Newton em sua Óptica nos deu várias experiências oculares e evidentes.

Também não é menos surpreendente encontrar essa afirmação novamente


repetida em palavras expressas que, após a primeira criação das coisas
(seção 115-6), a continuação dos movimentos dos corpos celestes, a
formação das plantas e dos animais, e cada movimento dos corpos, tanto
dos homens quanto de todos os outros animais, são tão mecânicos quanto os
movimentos de um relógio. Quem quer que alimente essa opinião é (penso
eu) obrigado, pela razão, a ser capaz de explicar particularmente por quais
leis de mecanismo os planetas e cometas podem continuar a se mover nos
orbes que fazem, através de espaços não existentes, e por quais leis
mecânicas tanto plantas como animais são formados, e como os infinitos
movimentos espontâneos dos animais e homens são realizados. Isso, estou
plenamente convencido, é tão impossível de se entender quanto seria
impossível demonstrar como uma casa ou cidade poderia ser construída - ou
como o próprio mundo teria sido inicialmente formado - por um simples
mecanismo, sem qualquer causa inteligente e ativa. Que as coisas não
poderiam ser produzidas no princípio por um mecanismo é algo
expressamente admitido, e, uma vez que isso é concedido, por que, afinal,
tanta preocupação deveria ser manifestada no sentido de excluir o governo
real de Deus do mundo e de fazer com que sua providência não aja senão
concordando (como a frase é) em deixar que todas as coisas façam apenas o
que fariam de si próprias por meio de um mero mecanismo, e por que se
deve pensar que Deus está sob qualquer obrigação ou confinamento, seja na
natureza ou na sabedoria, para nunca realizar nada no universo, senão o que
é possível para uma máquina corpórea realizar através de meras leis
mecânicas depois de ter sido posta em marcha, eu não posso de forma
alguma conceber.

117. Esse sábio autor admite aqui que há milagres maiores e menores em
verdade, e que os anjos são capazes de fazer verdadeiros milagres, sendo
perfeitamente contraditório com aquela noção da natureza de um milagre, a
qual ele sempre defendeu nestes documentos.

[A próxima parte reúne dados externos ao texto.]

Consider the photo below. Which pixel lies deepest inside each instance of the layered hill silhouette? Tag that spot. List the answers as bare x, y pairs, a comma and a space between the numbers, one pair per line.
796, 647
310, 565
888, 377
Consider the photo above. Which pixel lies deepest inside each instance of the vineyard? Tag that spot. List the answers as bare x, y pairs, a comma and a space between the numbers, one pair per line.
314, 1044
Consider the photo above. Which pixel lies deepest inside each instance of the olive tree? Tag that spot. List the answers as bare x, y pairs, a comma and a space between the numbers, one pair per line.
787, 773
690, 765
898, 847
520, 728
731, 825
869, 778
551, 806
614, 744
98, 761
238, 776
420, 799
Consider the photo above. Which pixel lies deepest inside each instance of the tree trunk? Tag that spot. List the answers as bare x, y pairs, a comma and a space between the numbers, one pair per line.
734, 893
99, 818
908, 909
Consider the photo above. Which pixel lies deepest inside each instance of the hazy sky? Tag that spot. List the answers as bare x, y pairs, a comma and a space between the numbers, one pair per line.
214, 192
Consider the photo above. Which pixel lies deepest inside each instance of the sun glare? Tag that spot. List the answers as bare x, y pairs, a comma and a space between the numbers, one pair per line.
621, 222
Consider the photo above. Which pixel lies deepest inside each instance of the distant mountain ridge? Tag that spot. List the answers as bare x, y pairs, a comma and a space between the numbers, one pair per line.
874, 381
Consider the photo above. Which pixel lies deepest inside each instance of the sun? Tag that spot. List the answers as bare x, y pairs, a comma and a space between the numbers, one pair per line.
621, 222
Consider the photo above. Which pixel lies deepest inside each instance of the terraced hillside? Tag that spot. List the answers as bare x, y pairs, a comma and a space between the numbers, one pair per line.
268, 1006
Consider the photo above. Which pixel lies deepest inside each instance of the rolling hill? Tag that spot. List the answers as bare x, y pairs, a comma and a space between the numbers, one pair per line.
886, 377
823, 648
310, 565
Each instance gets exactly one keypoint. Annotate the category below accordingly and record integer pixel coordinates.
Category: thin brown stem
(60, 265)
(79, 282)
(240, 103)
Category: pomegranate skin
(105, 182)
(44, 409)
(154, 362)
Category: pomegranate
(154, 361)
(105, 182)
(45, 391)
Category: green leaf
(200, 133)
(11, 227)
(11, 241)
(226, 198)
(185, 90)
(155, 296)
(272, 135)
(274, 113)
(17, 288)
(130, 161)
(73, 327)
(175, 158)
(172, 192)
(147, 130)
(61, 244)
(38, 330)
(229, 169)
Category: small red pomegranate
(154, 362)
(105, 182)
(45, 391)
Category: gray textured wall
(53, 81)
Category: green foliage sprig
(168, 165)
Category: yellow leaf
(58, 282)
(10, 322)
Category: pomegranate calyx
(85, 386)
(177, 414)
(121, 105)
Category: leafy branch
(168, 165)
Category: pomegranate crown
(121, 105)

118-123. Que o Sol atrai a Terra através do espaço vazio intermediário, ou


seja, que a Terra e o Sol gravitam um para o outro ou tendem (seja qual for
a causa dessa tendência) um para o outro com uma força que está em
proporção direta às suas massas, ou magnitudes e densidades juntas, e numa
proporção inversa duplicada de suas distâncias, e que o espaço entre eles é
vazio, ou seja, não tem nada nele que resista sensatamente ao movimento
dos corpos que passam transversalmente, tudo isso não é nada além de um
fenômeno ou de uma questão real dos fatos encontrada pela experiência.
Que esse fenômeno não é produzido (seção 118) sans moyen, ou seja, sem
alguma causa capaz de produzir tal efeito, é sem dúvida verdade. Os
filósofos, portanto, podem procurar e descobrir essa causa, se puderem, seja
ela mecânica ou não. Mas, se eles não podem descobrir a causa, será então
o efeito em si, o fenômeno, ou a questão dos fatos descoberta pela
experiência (que é tudo o que significa as palavras atração e gravitação)
menos verdadeiro? Ou será uma qualidade manifesta a ser chamada (seção
122) oculta porque a causa imediata eficiente dela (talvez) está oculta ou
ainda não foi descoberta? Quando um corpo (seção 123) se move em
círculo sem voar fora pela tangente, é certo que há algo que o impede, mas
se em alguns casos ele não é mecanicamente (seção 123) explicável, ou se
ainda não foi descoberto o que é esse algo, será que o fenômeno em si é
falso? De fato, esse é um argumento muito singular.

124-130. O fenômeno em si, a atração, a gravitação ou a tendência dos


corpos em relação uns aos outros (ou qualquer outro nome que você queira
chamar-lhe), e as leis ou proporções dessa tendência, são, agora,
suficientemente conhecidas pelas observações e experimentos. Se esse ou
qualquer outro autor instruído puder explicar esses fenômenos através
(seção 124) das leis do mecanismo, ele não só não será contrariado, mas
terá, além disso, os abundantes agradecimentos do mundo instruído. Mas,
enquanto isso, comparar (seção 128) a gravitação (que é um fenômeno ou
fato real) com a declaração dos átomos de Epicuro (a qual, de acordo com
sua perversão corrupta e ateísta de alguma mais antiga e talvez melhor
filosofia, era apenas uma hipótese ou ficção, e também uma impossível em
um mundo onde nenhuma inteligência poderia estar presente) parece ser um
método muito extraordinário de raciocínio.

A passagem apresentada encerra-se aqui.